LA CORTE SUPREMA DI CASSAZIONE

SEZIONE TERZA CIVILE

Composta dagli Ill.mi Sigg.ri Magistrati:

Dott. VIVALDI Roberta – Presidente –

Dott. FRASCA Raffaele – Consigliere –

Dott. DE STEFANO Franco – Consigliere –

Dott. BARRECA Giuseppina Luciana – Consigliere –

Dott. D’ARRIGO Cosimo – rel. Consigliere –

ha pronunciato la seguente:

SENTENZA

sul ricorso 22370-2015 proposto da:

L.S.S., elettivamente domiciliata in ROMA, VIA SABOTINO

12, presso lo studio dell’avvocato LUCA SAVINI, rappresentata e

difesa dall’avvocato FRANCESCO VERGERIO DI CESANA giusta procura a

margine del ricorso;

– ricorrente –

contro

EQUITALIA SUD SPA (OMISSIS), in persona del suo procuratore Resp. del

Contenzioso Rag. Lazio Avv. S.M., elettivamente

domiciliata in ROMA, VIA ANTONIO NIBBY 11, presso lo studio

dell’avvocato MASSIMO BIASIOTTI MOGLIAZZA, che la rappresenta e

difende giusta procura in calce al controricorso;

– controricorrente –

e contro

COMUNE DI FIUMICINO;

– intimato –

avverso la sentenza n. 8587/2015 del TRIBUNALE di ROMA, depositata il

21/04/2015;

udita la relazione della causa svolta nella pubblica udienza del

30/11/2016 dal Consigliere Dott. COSIMO D’ARRIGO;

udito il P.M. in persona del Sostituto Procuratore Generale Dott. DE

RENZIS LUISA che ha concluso per il rigetto del ricorso.

Fatto

SVOLGIMENTO DEL PROCESSO

L.S.S. ha proposto innanzi al giudice di pace di Roma opposizione, ai sensi dell’art. 615 cod. proc. civ., avverso una cartella di pagamento emessa da Equitalia Sud s.p.a. per la riscossione di contravvenzioni del codice della strada elevate dal Comune di Fiumicino.

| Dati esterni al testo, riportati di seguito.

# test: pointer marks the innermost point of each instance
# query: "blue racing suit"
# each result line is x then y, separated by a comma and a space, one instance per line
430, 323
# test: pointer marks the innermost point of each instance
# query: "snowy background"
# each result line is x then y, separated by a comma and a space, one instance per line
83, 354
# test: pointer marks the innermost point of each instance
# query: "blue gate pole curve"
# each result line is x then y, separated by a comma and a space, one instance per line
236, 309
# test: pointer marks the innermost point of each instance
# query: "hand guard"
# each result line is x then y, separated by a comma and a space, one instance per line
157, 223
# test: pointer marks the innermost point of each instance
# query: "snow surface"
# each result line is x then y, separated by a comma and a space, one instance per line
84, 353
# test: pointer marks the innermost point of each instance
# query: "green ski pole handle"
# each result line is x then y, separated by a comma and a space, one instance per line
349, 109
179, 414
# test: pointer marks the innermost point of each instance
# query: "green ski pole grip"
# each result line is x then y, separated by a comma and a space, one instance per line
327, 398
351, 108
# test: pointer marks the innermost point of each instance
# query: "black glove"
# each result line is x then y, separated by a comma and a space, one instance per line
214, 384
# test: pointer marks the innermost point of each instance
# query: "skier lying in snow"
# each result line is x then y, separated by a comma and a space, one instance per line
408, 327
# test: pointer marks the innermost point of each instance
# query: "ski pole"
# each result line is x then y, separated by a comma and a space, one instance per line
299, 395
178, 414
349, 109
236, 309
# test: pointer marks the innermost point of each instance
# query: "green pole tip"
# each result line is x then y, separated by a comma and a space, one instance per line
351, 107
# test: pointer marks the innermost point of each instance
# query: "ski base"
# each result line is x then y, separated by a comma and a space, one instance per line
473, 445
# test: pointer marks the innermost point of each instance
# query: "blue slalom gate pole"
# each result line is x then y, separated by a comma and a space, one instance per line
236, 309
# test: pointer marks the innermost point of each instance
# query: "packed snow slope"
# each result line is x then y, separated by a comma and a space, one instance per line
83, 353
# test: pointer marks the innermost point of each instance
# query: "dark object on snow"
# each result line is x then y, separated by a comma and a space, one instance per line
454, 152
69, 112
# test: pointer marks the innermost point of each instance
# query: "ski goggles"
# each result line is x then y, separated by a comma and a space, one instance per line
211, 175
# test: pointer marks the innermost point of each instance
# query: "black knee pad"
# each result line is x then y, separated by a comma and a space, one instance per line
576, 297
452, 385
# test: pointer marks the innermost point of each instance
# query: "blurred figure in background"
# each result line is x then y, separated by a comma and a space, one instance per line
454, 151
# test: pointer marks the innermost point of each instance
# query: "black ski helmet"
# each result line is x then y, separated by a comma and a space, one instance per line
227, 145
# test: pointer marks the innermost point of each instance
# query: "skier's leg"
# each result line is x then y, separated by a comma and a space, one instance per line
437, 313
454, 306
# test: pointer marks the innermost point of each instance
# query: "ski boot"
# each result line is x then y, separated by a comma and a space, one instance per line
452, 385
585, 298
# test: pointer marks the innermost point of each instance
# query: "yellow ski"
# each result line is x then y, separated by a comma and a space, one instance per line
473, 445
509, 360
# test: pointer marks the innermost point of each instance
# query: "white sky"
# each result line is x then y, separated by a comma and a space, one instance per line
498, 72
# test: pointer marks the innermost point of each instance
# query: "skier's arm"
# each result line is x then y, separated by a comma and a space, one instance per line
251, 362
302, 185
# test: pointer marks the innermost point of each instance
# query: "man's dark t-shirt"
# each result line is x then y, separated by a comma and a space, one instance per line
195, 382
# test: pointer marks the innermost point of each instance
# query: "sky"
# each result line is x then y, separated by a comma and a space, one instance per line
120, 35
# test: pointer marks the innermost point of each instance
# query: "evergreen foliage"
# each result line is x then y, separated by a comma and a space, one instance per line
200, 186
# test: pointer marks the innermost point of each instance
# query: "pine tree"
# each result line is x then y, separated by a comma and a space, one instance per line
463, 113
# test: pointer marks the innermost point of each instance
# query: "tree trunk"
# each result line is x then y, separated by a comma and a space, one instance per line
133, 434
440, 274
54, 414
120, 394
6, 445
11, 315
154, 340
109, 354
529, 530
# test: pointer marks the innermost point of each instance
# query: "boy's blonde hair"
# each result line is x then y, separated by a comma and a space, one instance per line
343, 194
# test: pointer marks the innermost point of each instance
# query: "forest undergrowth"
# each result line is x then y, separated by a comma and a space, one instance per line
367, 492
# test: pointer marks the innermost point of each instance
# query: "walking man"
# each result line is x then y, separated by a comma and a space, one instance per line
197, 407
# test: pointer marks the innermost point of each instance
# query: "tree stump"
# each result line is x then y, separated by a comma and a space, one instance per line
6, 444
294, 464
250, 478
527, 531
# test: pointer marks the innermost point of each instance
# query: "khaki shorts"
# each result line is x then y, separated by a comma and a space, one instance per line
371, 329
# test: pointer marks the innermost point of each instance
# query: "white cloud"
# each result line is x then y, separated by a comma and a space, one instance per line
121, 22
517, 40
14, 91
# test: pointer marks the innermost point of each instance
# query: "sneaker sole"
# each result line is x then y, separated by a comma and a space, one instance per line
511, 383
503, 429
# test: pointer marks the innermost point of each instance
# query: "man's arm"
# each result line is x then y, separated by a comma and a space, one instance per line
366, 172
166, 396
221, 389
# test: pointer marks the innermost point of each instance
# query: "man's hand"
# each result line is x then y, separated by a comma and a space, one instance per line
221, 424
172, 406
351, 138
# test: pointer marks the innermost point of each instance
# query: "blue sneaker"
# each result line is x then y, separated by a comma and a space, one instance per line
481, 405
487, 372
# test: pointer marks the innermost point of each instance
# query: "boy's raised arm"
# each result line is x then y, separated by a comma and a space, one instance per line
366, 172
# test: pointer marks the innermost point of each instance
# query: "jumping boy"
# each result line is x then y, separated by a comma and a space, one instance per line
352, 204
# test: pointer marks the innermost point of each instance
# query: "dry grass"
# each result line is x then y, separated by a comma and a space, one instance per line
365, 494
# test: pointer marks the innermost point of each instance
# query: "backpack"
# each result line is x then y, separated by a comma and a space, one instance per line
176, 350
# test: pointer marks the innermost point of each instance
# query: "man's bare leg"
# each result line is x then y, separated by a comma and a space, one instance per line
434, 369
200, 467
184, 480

Con sentenza del 28 febbraio 2012, il giudice di pace accoglieva l’opposizione con condanna degli opposti in solido al pagamento delle spese processuali.

La decisione veniva appellata innanzi al Tribunale di Roma da Equitalia Sud s.p.a. Proponevano appello incidentale la L.S. e il Comune di Fiumicino.

Il giudice di appello, con sentenza del 21 aprile 2015, rigettava l’appello incidentale proposto dalla L.S.; dichiarava inammissibile, in quanto tardivo, l’appello incidentale proposto dal Comune di Fiumicino; in accoglimento dell’appello principale, rigettava l’opposizione all’esecuzione proposta dalla contribuente, che condannava al pagamento delle spese processuali del primo (in solido con il Comune di Fiumicino) e del secondo grado di giudizio.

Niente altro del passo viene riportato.